- French: Une éclaircie sur le fleuve
- Directed by: Rosa Zacharie
- Written by: Rosa Zacharie
- Produced by: Barbara Shrier
- Starring: Jean Lapointe Isabel Richer
- Cinematography: Steve Asselin
- Edited by: Francis Leclerc
- Music by: Christian Bouchard
- Production companies: Les Productions Dixie Palomar
- Distributed by: Alliance Vivafilm
- Release date: October 2002 (FCIAT);
- Running time: 27 minutes
- Country: Canada

= Clearing Skies =

2002 Canadian short film directed by Rosa Zacharie

Clearing Skies (Une éclaircie sur le fleuve, lit. "A Clearing on the River") is a Canadian short drama film, directed by Rosa Zacharie and released in 2002. The film stars Jean Lapointe and Isabel Richer as a father and daughter who are struggling to heal their tense and fraught relationship.

The film premiered at the Abitibi-Témiscamingue International Film Festival in October 2002.

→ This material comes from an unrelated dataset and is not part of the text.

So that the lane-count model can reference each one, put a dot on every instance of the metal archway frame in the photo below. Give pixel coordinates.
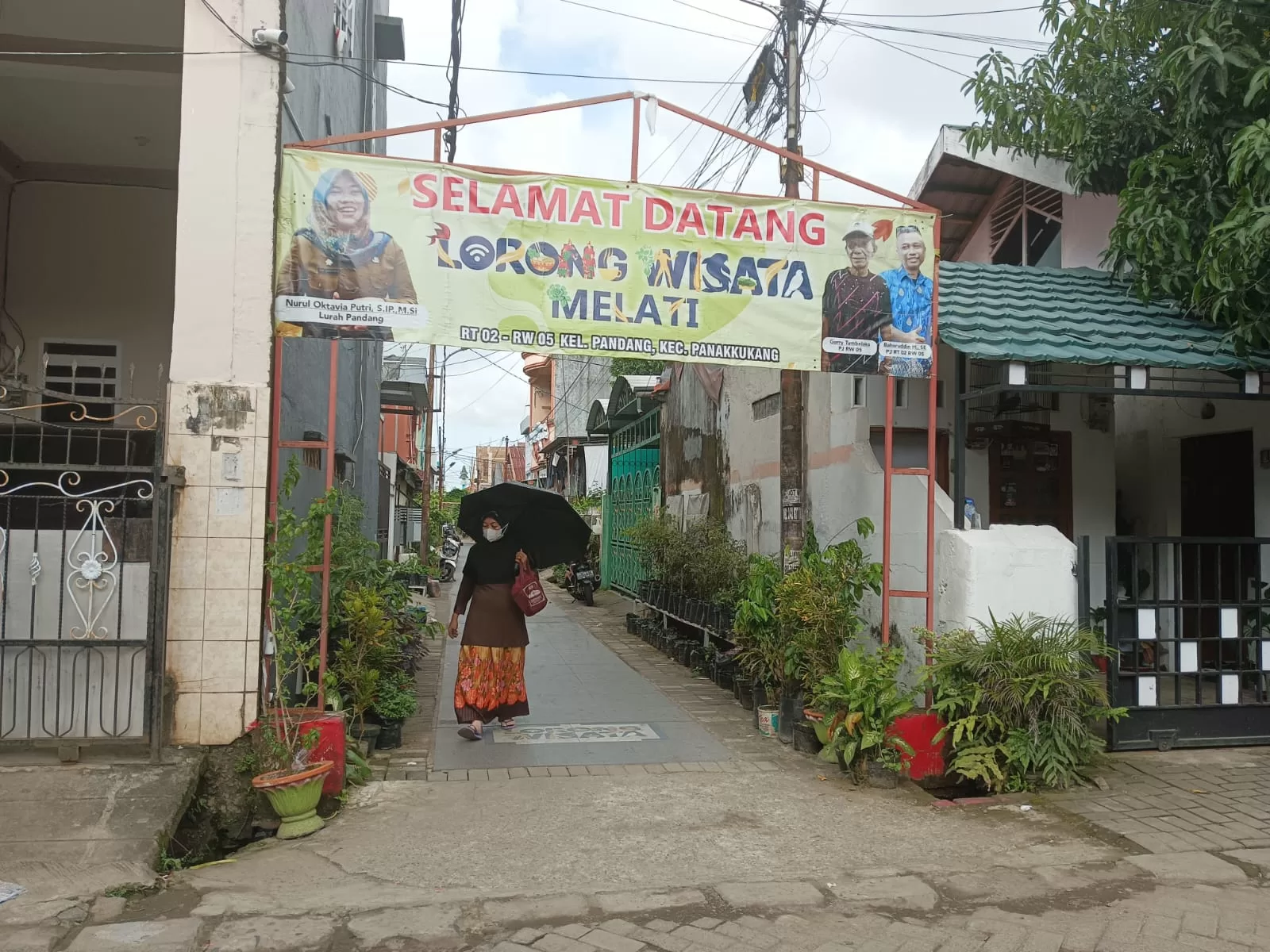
(818, 169)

It was a Genie Award nominee for Best Live Action Short Drama at the 23rd Genie Awards in 2003. It was later screened at the 2003 CFC Worldwide Short Film Festival, where it won the award for Best Cinematography in a Canadian Short Film.

It was subsequently distributed as a bonus feature on the DVD release of the theatrical feature film Looking for Alexander (Mémoires affectives).